In another reinscription of a familiar genre, Reed harnesses the solemn, rapturous nature of the aubade and twists it on itself. The aubade has its roots in Medieval literature and courtly love à la Geoffrey Chaucer and is typically a song or poem about lovers tenderly separating at dawn. However, Reed’s aubade makes an appearance with the subtitle “Apocalypse,” ruminating on current trajectory of humanity and who would have thought “[t]hat we’d splice / ourselves into a species built for this,” a species built upon the denigration of others. It is not so much the tender lamentation of two lovers upon separation, but rather the bitter appraisal of the status quo as society crumbles into a final entreaty of “Help us.”
Aesthetically and structurally, The Malevolent Volume mirrors its content. It switches between swathes of white pages to brief glimpses of black, until the black pages and white text take over for the last twenty pages of the text. The reader waits for a return of the white pages, but that does not happen. The poems become more experimental in structure and lengthen the closer we get to the end of the book. Reed employs a mix of prose poetry and rhyming poetry, with varying use of space on the page that prompts the reader to shift gears to take in the new form. The result is a reading experience that emphasizes pause and breath in a world filled with wildly vacillating sounds and sensations.
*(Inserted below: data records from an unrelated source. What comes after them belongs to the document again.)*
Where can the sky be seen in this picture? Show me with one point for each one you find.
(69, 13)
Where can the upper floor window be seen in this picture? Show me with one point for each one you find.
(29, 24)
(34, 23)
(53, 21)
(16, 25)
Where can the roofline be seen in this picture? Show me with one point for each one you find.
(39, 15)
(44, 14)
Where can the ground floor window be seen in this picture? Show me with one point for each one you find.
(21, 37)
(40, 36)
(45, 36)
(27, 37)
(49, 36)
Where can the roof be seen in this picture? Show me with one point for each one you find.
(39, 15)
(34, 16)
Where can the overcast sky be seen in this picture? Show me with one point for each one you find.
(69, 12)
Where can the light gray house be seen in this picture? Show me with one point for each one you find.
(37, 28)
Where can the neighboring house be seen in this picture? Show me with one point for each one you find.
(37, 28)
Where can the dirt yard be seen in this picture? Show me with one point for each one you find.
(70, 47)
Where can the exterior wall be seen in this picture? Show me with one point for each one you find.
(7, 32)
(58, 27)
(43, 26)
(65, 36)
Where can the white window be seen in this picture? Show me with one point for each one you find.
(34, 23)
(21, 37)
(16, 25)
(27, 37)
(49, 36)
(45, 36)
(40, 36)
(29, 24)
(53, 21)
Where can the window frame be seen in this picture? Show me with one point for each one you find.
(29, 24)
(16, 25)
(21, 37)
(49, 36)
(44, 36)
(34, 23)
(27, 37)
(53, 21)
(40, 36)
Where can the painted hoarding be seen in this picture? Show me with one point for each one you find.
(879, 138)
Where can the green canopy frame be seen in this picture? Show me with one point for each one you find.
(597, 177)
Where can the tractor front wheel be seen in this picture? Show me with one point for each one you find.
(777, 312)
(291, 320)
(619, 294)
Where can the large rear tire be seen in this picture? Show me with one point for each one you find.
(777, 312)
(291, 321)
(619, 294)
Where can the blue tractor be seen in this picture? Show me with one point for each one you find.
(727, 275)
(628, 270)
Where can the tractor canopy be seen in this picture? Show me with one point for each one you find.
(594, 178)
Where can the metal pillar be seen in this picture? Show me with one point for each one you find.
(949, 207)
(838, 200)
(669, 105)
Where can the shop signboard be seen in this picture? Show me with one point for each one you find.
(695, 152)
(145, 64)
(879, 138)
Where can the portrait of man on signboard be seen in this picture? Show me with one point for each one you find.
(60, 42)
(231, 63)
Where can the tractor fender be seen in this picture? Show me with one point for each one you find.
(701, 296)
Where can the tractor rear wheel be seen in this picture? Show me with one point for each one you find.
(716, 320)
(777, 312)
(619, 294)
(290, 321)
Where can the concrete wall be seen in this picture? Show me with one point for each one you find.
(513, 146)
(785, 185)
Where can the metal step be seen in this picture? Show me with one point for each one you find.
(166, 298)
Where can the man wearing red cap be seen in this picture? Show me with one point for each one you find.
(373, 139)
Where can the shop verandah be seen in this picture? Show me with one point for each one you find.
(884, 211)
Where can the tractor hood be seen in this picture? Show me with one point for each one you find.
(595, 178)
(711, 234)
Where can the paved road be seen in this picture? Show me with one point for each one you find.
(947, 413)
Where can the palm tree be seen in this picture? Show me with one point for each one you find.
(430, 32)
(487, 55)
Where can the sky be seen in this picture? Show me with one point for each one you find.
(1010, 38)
Justin Phillip Reed’s The Malevolent Volume is a thorough, thoughtful, and deeply intimate book of poetry that urges the reader to stop for a moment and reflect on what is happening in society, and to pay attention to the murmurings and screams in equal measure.
DEVAN SCHNECKER is pursuing an MA in Literature, Media, and Culture with a focus on British Romanticism at Florida State University.